You made a good start in the State of the Union address, I would tell him. In that speech, you began to reclaim the mantle of the permanent outsider.
First, you distanced yourself from the Democratic orthodoxy. You embraced some traditional Democratic policies, but also other policies that play well with independents: a spending freeze that excluded defense, nuclear power, offshore drilling, the elimination of a capital gains tax on small business, a fiscal commission, free trade deals and earmark reform.
Second, you distanced yourself from the old debates. You sidestepped the big-government-versus-small-government question. Instead of doing the liberal-people-versus-the-powerful shtick, you emphasized targeted tax cuts, deficit reduction and community bank subsidies.
Third, you distanced yourself from Washington morality. At times the speech was like a vice principal's lecture to an unruly middle school classroom. You scolded Democrats and Republicans about excessive partisanship, pettiness and insider-dealing. You took a few steps toward recapturing your image as the last thoughtful reformer. Now you have to embrace that role with a vengeance.

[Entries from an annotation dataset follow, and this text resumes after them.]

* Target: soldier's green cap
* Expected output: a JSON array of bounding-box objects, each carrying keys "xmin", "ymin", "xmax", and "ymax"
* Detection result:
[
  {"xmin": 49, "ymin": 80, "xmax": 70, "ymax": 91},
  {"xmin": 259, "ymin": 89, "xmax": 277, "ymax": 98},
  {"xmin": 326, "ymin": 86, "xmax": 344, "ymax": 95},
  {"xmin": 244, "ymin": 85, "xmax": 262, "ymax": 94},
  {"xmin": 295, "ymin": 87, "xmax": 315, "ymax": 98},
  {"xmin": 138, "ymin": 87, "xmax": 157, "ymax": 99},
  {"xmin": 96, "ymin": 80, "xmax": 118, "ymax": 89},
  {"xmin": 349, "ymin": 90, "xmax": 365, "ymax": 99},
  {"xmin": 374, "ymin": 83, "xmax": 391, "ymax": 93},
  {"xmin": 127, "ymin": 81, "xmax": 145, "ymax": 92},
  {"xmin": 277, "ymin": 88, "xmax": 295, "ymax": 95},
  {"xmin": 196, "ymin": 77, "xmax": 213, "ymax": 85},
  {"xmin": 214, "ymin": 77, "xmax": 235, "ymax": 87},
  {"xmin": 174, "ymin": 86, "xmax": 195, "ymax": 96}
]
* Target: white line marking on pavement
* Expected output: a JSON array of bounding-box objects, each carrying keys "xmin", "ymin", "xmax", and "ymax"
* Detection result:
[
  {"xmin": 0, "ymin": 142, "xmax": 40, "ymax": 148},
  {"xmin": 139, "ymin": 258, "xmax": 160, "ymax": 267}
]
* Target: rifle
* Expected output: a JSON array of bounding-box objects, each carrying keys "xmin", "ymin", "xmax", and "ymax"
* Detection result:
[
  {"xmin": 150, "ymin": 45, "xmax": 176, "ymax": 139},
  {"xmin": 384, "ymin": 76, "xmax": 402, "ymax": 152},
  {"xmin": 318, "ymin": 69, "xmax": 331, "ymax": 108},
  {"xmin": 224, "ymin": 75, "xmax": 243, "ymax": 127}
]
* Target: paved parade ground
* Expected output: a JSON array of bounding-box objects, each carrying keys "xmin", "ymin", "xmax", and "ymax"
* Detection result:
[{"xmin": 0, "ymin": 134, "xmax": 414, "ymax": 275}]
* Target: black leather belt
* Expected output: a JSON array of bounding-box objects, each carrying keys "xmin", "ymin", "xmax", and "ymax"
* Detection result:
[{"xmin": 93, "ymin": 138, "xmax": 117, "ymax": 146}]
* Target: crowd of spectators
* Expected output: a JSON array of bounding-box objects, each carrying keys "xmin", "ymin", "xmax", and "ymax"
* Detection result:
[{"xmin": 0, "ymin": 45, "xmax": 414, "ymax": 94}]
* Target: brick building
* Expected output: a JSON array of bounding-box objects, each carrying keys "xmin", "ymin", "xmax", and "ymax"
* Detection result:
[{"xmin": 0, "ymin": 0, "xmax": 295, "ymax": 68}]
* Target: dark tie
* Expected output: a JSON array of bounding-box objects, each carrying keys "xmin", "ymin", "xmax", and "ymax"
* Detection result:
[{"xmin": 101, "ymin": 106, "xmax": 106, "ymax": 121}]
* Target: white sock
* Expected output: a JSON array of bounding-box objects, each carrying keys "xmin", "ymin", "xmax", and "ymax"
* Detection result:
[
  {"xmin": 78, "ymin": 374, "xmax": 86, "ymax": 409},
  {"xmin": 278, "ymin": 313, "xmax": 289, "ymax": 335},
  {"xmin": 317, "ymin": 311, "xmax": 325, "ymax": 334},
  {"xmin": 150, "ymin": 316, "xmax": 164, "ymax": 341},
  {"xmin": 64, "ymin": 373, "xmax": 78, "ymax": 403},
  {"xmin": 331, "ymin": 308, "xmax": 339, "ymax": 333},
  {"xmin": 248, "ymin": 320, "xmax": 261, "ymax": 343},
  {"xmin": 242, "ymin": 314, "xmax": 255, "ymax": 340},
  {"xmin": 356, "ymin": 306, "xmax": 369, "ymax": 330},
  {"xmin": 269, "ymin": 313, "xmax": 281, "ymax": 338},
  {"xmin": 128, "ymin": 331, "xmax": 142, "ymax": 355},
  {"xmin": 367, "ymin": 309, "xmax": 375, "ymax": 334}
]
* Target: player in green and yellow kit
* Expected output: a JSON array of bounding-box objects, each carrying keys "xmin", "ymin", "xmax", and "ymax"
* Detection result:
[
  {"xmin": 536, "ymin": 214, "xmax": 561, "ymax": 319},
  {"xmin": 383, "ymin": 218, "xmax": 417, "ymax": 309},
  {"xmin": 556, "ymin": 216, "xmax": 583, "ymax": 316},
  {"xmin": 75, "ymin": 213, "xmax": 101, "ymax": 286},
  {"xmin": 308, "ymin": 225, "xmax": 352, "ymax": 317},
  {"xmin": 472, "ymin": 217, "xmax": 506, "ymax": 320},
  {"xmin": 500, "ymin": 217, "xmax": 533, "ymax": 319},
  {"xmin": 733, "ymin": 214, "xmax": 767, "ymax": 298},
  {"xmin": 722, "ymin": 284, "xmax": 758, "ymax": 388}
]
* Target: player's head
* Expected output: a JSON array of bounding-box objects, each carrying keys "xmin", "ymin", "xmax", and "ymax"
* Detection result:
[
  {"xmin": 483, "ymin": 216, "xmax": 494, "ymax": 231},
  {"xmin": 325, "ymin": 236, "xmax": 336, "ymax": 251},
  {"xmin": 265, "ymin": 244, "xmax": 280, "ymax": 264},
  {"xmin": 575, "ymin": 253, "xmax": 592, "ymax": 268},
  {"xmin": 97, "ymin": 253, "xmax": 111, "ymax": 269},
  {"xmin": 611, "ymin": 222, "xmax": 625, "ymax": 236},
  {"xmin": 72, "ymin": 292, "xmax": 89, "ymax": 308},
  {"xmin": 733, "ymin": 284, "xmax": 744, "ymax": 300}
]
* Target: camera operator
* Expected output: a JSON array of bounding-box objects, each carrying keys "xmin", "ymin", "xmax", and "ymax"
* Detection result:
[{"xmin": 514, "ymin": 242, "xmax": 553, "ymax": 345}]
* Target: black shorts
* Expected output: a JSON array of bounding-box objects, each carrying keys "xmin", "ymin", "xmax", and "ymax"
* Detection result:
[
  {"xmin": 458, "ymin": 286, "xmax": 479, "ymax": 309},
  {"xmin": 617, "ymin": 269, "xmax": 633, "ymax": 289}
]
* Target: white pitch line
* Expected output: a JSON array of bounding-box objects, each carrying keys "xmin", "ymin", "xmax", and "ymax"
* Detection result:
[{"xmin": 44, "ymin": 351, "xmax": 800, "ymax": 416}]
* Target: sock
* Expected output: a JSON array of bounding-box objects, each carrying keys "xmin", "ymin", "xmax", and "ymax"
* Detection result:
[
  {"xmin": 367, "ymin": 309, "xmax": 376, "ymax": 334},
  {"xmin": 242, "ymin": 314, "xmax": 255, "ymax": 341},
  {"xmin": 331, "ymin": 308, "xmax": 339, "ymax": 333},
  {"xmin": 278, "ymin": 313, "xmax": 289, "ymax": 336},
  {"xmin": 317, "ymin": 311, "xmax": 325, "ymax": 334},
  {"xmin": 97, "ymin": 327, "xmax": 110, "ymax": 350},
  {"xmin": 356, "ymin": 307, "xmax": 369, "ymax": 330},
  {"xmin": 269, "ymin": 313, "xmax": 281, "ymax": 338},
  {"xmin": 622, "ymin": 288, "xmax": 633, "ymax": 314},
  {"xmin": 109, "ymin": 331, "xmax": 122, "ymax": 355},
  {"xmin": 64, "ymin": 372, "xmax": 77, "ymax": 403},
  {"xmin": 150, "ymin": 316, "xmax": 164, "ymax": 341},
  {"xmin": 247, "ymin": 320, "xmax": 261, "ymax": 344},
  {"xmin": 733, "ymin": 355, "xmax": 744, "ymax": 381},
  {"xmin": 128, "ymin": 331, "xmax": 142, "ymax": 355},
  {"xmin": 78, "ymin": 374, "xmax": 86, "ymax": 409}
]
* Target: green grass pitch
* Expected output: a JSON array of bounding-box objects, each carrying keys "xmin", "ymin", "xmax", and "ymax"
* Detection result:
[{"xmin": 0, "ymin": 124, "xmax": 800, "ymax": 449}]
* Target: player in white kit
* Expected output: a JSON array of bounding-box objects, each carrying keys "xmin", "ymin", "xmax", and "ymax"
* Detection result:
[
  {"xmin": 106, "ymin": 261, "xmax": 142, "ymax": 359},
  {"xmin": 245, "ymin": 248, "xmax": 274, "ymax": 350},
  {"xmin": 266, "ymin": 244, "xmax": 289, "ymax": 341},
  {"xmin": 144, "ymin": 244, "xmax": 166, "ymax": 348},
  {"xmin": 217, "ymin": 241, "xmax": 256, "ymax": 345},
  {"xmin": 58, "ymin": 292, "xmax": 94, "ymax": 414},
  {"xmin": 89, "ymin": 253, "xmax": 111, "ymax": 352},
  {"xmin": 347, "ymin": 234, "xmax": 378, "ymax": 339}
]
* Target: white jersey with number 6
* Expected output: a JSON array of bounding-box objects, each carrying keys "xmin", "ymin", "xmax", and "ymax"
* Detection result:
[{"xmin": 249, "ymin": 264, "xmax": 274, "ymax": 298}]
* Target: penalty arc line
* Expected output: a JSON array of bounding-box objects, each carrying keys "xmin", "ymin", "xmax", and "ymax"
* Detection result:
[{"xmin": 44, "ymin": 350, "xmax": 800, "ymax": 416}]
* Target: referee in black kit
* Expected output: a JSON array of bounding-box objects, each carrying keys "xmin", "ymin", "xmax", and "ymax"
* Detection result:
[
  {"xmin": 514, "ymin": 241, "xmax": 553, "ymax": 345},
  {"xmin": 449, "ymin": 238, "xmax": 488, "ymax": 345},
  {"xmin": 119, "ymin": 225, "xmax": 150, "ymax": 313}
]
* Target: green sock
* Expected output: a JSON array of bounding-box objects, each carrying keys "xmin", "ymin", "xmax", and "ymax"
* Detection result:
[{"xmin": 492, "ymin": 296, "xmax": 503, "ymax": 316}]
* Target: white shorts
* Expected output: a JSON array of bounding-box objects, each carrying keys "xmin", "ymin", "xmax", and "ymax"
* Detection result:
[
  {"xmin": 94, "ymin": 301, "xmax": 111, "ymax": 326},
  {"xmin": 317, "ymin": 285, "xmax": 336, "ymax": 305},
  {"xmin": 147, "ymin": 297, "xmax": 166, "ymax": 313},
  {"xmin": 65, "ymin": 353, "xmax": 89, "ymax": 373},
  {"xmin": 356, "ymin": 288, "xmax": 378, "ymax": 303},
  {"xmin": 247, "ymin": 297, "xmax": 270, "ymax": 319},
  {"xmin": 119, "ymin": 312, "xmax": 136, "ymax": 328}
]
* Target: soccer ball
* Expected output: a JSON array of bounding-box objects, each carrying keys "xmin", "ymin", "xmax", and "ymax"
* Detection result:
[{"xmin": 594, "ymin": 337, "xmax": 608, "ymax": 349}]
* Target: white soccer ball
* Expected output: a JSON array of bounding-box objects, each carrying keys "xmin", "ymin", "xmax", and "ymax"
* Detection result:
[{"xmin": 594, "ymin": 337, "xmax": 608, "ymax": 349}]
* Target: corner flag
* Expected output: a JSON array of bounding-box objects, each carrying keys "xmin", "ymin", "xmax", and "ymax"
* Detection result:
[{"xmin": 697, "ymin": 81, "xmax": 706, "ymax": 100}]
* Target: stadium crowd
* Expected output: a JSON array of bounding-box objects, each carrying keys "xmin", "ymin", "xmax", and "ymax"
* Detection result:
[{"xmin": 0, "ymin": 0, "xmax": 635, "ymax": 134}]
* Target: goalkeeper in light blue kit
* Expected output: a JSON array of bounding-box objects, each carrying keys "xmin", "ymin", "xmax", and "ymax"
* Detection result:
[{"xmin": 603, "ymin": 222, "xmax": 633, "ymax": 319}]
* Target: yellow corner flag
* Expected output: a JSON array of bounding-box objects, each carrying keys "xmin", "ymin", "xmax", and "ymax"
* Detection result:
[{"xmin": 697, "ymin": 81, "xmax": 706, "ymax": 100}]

If you get a deficit-reduction deal, you break through the polarized rigidities that encrust everything else. You wipe clean the special-interest barnacles that encrust the tax code. You force the country to accept common sacrifice. This is the issue that unlocks everything else.
If the setbacks of the last year haven't radicalized you about the sickness of our current political system, Mr. President, I don't know what will. Are you really content to spend the year lobbying for tiny tax credits for ineffective training programs?
He's out there - that saner Ross Perot. The country would be better off if it were you.